I had noticed it. And then she went on again: "You ought to have seen him years ago at those bacteriology lectures. He didn't teach bacteriology—he preached it. And it was the same sort of thing with the hills—he didn't climb them; he conquered them."

She talked about him effortlessly, as if she were somehow drifting in a strong and peaceful tide. When I put a question about Severn she had to fight the tide while she gave a slow and reluctant answer.... Geoffrey, she said, was very busy and perfectly the same.

But the oddest thing of all was her calm remark: "Of course it's quite easy to see what will happen. Sooner or later he'll marry June. She's quite in love with him, and he'll be with her after a while.... Do you remember years ago you asked me what I would do with Terry in the end, and I said I would hand him over when the right girl came along.... But I never thought that the right girl would be June."
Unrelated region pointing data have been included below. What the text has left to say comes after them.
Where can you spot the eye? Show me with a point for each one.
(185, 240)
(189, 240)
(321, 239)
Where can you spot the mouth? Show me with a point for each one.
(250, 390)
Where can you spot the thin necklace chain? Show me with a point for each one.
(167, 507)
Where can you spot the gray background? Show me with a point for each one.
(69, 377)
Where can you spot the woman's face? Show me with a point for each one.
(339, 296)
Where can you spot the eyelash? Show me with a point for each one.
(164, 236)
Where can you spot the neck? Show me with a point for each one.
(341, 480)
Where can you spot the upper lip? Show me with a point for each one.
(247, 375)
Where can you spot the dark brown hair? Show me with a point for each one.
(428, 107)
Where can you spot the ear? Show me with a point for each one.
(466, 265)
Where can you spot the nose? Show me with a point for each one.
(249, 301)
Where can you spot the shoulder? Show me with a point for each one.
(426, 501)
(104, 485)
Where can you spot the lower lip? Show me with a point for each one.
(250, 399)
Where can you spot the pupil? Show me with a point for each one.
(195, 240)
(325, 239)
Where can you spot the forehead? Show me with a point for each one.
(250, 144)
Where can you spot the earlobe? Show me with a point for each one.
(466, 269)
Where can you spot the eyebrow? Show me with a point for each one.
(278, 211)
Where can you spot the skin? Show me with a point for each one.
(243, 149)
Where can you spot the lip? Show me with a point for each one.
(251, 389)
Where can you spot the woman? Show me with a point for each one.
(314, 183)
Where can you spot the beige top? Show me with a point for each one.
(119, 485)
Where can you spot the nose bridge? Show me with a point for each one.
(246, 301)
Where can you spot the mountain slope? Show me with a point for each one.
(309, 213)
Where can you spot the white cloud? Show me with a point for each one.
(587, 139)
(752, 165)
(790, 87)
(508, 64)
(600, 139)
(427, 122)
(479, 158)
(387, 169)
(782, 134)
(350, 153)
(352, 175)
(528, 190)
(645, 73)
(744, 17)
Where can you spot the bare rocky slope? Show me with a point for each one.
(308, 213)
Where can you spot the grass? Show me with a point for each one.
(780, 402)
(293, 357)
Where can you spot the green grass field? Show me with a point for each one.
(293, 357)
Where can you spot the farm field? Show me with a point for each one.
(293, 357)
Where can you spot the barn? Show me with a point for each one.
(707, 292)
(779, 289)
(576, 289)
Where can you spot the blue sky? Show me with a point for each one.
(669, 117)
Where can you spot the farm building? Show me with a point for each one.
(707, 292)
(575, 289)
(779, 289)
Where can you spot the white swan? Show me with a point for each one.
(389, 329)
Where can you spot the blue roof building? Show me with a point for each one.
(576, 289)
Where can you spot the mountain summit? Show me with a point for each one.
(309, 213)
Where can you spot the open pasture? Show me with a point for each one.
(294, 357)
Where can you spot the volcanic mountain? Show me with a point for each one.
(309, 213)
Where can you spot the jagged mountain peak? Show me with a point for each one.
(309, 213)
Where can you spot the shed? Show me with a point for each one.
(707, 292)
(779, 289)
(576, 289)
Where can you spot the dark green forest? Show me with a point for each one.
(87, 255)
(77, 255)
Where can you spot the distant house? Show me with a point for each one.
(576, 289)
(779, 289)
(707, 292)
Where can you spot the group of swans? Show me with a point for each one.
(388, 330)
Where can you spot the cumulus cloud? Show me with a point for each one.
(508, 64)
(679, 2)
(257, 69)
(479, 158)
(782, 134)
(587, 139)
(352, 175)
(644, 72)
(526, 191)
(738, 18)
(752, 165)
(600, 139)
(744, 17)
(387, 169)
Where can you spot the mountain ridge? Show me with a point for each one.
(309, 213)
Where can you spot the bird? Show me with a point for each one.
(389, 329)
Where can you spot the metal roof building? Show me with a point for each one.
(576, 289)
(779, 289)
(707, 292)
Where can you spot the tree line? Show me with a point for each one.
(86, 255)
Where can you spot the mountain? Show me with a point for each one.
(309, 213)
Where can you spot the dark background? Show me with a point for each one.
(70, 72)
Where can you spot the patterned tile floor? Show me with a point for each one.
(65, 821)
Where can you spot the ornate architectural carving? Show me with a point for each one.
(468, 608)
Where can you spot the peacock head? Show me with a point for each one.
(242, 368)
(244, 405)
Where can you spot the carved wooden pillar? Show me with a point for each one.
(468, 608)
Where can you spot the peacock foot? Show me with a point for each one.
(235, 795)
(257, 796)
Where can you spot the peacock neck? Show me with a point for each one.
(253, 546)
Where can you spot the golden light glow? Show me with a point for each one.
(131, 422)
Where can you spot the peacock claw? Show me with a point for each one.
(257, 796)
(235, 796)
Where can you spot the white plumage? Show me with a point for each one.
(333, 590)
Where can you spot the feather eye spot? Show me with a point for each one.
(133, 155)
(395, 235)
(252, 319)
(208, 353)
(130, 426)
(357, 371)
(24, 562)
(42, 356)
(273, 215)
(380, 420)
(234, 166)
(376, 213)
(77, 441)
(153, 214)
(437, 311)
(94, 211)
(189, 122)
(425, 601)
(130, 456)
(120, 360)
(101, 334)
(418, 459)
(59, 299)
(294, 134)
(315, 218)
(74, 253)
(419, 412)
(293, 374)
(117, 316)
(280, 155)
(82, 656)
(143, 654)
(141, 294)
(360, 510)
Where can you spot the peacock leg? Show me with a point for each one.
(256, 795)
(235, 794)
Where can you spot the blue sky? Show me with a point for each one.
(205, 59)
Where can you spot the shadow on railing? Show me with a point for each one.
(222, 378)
"You think June is the right girl?" I asked; and she answered: "I think he will feel she is if he tries hard enough."

I forgave her for that mocking retort. I didn't tell her that already, without trying at all, Terry had grown to see in June what, perhaps, he had never seen in any other woman—a mirror of the future, calm and bright with happiness. It would have been too cruel to have told her that, to have smashed her dear belief that she could have had Terry for not much more than the asking. She has kept her word, and that counts none the less because it wouldn't have greatly mattered if she hadn't kept it.

We were in the midst of tea when the telegraph-boy arrived. I went out into my small lobby, and when I came back she noticed the change in my face; it was stupid not to have had more control of myself.

"Good news, I can see," she said.

And I stammered hazily something about a business affair that I had been hoping would happen.... Oh, yes, quite good news.

That telegram is before me now as I write ... Handed in at Oxford at 4.10 P.M. (What were they doing at Oxford? A motor excursion, presumably.) ... Received at London, W.1. at 4.50 P.M.... And then:

"Took your advice succeeded thanks June."